IV. LPR is expected to decline year-on-year, and the interest rate cut will be transmitted to the entity sector

If the central bank reduces the policy interest rate, because the one-year LPR is linked to the one-year MLF interest rate, it is expected that the LPR will be reduced accordingly. The LPR over one year and five years may decline, but the decline of LPR over five years may still be lower than that over one year. However, even if the reduction of LPR over 5 years is small, it will still be strong and good for the real estate field. The interest rate of personal mortgage loan will be reduced accordingly, which will drive the real estate sales. The interest rates of medium and long-term loans and fixed asset investment loans in the manufacturing industry also refer to the pricing of LPR over 5 years. The reduction of interest rate is also conducive to improving the willingness of enterprises to spend medium and long-term capital and stimulating fixed asset investment.
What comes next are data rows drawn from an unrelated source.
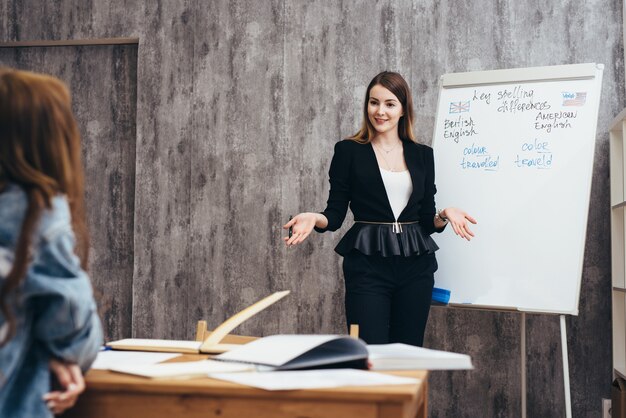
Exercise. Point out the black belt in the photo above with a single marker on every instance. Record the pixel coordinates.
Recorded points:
(396, 226)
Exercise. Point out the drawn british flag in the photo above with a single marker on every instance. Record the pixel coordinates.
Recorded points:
(459, 107)
(574, 99)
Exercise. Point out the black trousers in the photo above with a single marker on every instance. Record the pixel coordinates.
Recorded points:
(389, 297)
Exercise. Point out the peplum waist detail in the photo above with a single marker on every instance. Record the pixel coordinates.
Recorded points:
(380, 239)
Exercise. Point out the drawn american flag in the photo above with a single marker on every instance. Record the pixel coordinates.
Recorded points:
(574, 99)
(459, 107)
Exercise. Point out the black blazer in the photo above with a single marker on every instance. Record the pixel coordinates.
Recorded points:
(355, 181)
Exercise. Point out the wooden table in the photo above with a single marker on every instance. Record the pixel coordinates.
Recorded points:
(113, 395)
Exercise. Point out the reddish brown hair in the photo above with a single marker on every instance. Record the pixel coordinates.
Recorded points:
(40, 152)
(398, 86)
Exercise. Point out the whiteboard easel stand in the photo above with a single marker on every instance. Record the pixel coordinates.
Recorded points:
(566, 388)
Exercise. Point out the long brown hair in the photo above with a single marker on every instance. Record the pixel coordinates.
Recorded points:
(40, 152)
(398, 86)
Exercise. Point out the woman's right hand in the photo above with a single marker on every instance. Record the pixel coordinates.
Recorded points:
(302, 224)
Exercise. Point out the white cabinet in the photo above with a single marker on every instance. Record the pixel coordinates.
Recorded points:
(618, 248)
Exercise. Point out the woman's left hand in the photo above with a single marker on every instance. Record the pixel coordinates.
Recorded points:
(70, 378)
(459, 220)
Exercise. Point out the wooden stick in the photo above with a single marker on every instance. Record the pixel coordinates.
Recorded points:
(227, 326)
(200, 331)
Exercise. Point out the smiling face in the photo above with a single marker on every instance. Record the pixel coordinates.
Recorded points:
(384, 110)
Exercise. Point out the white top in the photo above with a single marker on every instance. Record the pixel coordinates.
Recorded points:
(399, 188)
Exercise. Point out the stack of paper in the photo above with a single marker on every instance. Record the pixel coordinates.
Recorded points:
(407, 357)
(313, 379)
(182, 370)
(109, 359)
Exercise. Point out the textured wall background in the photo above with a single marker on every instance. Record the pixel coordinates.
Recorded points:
(103, 80)
(239, 104)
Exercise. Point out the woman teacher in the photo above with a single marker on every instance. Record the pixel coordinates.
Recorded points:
(388, 181)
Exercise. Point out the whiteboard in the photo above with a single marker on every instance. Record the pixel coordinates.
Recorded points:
(515, 149)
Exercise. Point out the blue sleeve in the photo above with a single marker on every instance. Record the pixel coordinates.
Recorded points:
(339, 195)
(59, 292)
(427, 209)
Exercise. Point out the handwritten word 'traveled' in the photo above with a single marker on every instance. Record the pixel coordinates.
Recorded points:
(536, 154)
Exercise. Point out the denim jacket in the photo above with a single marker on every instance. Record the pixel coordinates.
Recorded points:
(55, 309)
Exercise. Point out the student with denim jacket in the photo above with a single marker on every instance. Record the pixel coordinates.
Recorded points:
(50, 332)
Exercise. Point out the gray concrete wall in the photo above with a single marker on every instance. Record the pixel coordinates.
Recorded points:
(103, 80)
(239, 104)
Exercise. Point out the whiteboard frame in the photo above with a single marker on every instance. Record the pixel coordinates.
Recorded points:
(522, 75)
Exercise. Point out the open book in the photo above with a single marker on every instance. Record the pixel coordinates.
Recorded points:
(407, 357)
(211, 345)
(295, 352)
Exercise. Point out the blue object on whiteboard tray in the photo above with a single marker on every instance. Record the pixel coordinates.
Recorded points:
(441, 295)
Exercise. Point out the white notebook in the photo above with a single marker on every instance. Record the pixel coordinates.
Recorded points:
(407, 357)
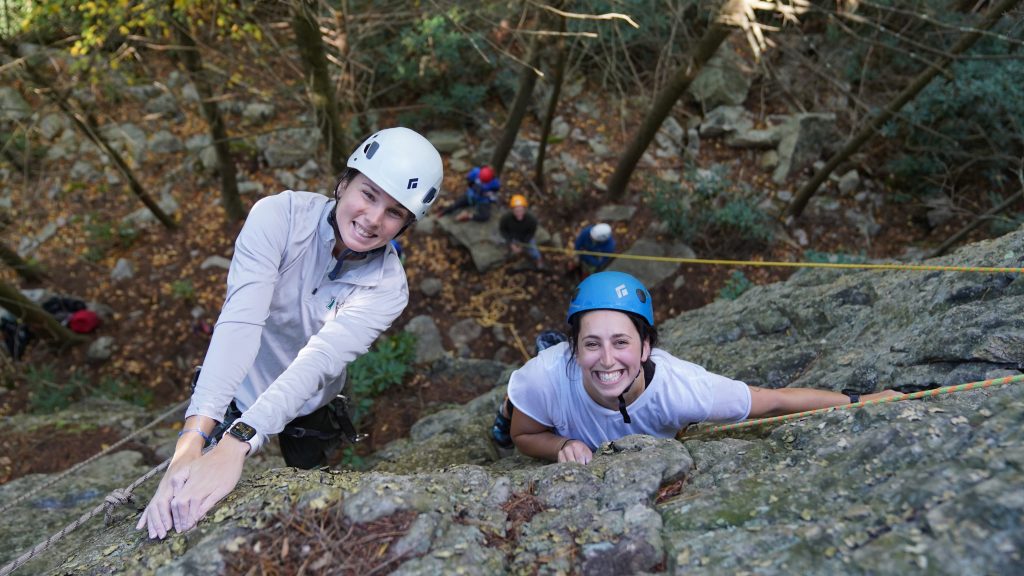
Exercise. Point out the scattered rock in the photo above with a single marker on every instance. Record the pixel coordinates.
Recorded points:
(100, 350)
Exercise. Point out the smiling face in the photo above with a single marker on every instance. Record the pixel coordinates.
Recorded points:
(610, 355)
(368, 216)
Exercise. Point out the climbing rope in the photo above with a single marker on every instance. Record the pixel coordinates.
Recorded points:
(116, 497)
(108, 450)
(707, 430)
(841, 265)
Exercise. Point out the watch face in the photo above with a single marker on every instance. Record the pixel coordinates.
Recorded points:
(242, 430)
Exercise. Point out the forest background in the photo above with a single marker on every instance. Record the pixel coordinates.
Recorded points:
(926, 153)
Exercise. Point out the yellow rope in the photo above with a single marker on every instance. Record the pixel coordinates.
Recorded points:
(912, 396)
(844, 265)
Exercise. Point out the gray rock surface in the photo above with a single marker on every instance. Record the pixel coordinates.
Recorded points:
(932, 486)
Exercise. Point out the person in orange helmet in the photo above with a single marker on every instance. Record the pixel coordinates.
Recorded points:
(518, 227)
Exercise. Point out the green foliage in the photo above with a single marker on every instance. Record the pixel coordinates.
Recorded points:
(183, 290)
(965, 127)
(672, 207)
(436, 55)
(49, 393)
(743, 217)
(736, 285)
(132, 393)
(568, 196)
(627, 58)
(18, 147)
(46, 395)
(350, 458)
(708, 204)
(104, 24)
(373, 373)
(11, 11)
(104, 236)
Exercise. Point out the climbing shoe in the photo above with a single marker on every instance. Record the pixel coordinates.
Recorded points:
(501, 432)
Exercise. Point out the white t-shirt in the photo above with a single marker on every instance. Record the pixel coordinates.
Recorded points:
(287, 331)
(681, 393)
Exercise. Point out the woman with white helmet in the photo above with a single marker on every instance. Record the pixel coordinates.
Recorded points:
(608, 380)
(313, 281)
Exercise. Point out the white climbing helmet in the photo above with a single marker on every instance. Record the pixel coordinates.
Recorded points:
(404, 164)
(600, 232)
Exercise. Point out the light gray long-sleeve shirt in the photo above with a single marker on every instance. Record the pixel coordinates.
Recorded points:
(287, 331)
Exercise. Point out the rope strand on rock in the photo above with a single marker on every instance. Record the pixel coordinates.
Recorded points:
(50, 482)
(701, 432)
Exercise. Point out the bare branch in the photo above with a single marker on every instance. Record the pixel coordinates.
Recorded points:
(576, 15)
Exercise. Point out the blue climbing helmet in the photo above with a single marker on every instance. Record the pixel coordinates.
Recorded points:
(612, 290)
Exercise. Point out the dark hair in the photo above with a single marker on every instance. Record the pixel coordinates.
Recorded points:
(345, 177)
(348, 175)
(647, 333)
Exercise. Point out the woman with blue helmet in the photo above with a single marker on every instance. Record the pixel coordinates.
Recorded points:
(608, 380)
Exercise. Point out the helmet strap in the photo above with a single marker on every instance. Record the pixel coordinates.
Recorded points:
(622, 399)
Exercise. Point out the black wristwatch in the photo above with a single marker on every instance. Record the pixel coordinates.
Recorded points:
(242, 430)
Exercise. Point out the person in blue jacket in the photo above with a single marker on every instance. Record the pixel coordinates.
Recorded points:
(596, 238)
(481, 192)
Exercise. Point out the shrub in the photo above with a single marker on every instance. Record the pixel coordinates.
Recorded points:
(46, 395)
(104, 236)
(373, 373)
(132, 393)
(708, 204)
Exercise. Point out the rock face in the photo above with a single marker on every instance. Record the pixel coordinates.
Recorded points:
(930, 486)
V. impact on the market: it is expected that the yield of 10-year Treasury bonds will remain in the range of 2.7% - 2.9%

If the Central Bank cuts interest rates, the monetary policy will continue the combination of "wide money + wide credit". We expect that the actual year-on-year growth rate of GDP in the first quarter may significantly exceed the market expectation by 5.4%. The equity market is still optimistic about steady growth sectors, such as finance, real estate, construction, building materials, etc; For the fixed income market, under the above logic, it is expected that the yield of 10-year Treasury bonds will fluctuate in the range of 2.7% - 2.9%, and the peak in the second quarter will see 2.9%. The interest rate cut will have a greater traction on the short-term interest rate, that is, the short-term interest rate will fall more sharply. It is expected that the Treasury bond yield curve will return to steepening. In particular, if LPR cuts interest rates asymmetrically between different periods, it will also increase the steepening process of the yield curve.

Risk tip: the international balance of payments entered the observation period in the second quarter. If the interest rate difference between China and the United States is further reversed sharply, it will trigger a negative cycle of large-scale capital outflow and exchange rate depreciation. Monetary policy may focus on the balance of payments.